Osman Kavala sitzt seit vier Jahren ohne Urteil in Haft. Der Europäische Menschenrechtsgerichtshof in Strassburg hat die Freilassung des Mannes angeordnet. Als Mitglied des Europarats ist die Türkei an Urteile des Europäischen Menschenrechtsgerichtshof gebunden. Der Türkei droht nun der Rauswurf aus dem Europarat, weil sie sich weigert, den Bürgerrechtler Osman Kavala freizulassen. Ob ein derartiges Verfahren eingeleitet wird, wird in fünf Wochen entschieden. Thomas Seibert, freier Türkei-Korrespondent in Istanbul sagt dazu: «Erdogan ist in der Bredouille: Entweder lässt er Kavala doch frei, oder aber er riskiert, dass die Türkei ihren Platz im Europarat verliert. Das wäre eine empfindliche internationale Demütigung für die Türkei.»
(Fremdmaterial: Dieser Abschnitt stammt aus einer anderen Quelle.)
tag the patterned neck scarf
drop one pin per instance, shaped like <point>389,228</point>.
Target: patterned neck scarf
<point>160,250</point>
Sobald dies den betroffenen Staaten offiziell mitgeteilt wird, müssen sie nach dem Wiener Übereinkommen über diplomatische Beziehungen ihre Tätigkeit «innerhalb einer angemessenen Frist» einstellen. Nur lag bis Montagmittag keine solche offizielle Mitteilung vor.

Irritationen reihum

Deutschland reagierte irritiert auf die angedrohte Ausweisung. Man nehme die Äusserungen «mit Sorge zur Kenntnis und auch mit Unverständnis», sagte Regierungssprecher Steffen Seibert in Berlin. Eine Reaktion werde es zunächst aber nicht geben.
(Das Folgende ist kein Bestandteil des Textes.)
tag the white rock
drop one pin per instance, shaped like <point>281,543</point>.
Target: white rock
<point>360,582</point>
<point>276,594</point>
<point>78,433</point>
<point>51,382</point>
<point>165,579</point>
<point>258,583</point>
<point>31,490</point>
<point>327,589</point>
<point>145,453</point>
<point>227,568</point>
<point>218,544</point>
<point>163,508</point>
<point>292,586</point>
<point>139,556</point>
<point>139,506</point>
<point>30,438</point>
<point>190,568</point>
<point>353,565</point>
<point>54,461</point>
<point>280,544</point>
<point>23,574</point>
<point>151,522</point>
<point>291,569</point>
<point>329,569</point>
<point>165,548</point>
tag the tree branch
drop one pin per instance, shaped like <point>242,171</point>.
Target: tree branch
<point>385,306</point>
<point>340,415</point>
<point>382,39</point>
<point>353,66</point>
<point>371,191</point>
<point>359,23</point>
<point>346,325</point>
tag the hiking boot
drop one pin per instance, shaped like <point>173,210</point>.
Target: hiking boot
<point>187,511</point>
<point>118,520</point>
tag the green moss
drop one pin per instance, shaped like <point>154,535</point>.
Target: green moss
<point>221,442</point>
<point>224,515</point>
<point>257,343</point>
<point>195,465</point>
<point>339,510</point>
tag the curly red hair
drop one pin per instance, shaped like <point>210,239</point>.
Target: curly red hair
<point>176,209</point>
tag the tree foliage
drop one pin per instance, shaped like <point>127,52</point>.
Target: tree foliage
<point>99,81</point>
Die Botschaften der USA, Kanadas, Neuseelands und der Niederlande in Ankara twitterten schliesslich am Montagnachmittag eine Erklärung, sich weiterhin an Artikel 41 des Wiener Übereinkommens zu halten. Unter anderen die deutsche Botschaft teilten den Tweet:

Diese Erklärung mit Bezug auf die diplomatischen Regeln feierte die staatliche Nachrichtenagentur Anadolu als Erfolg und twitterte ihrerseits: «Die US-Botschaft in Ankara hat nachgegeben.» Erdogan begrüsse die Erklärung, berichtete Anadolu unter Berufung auf das Büro des Präsidenten.

Auch der Sprecher der Regierungspartei AKP, Ömer Celik, zeigte sich zufrieden: «Wir lehnen jede Erklärung, die eine Einmischung in die inneren Angelegenheiten unseres Landes bedeutet, auf stärkste Weise ab.» 

Forderung nach Freilassung von Osman Kavala

Hintergrund der Äusserungen Erdogans war die Erklärung der zehn Botschafter, die die Freilassung von Osman Kavala gefordert hatten.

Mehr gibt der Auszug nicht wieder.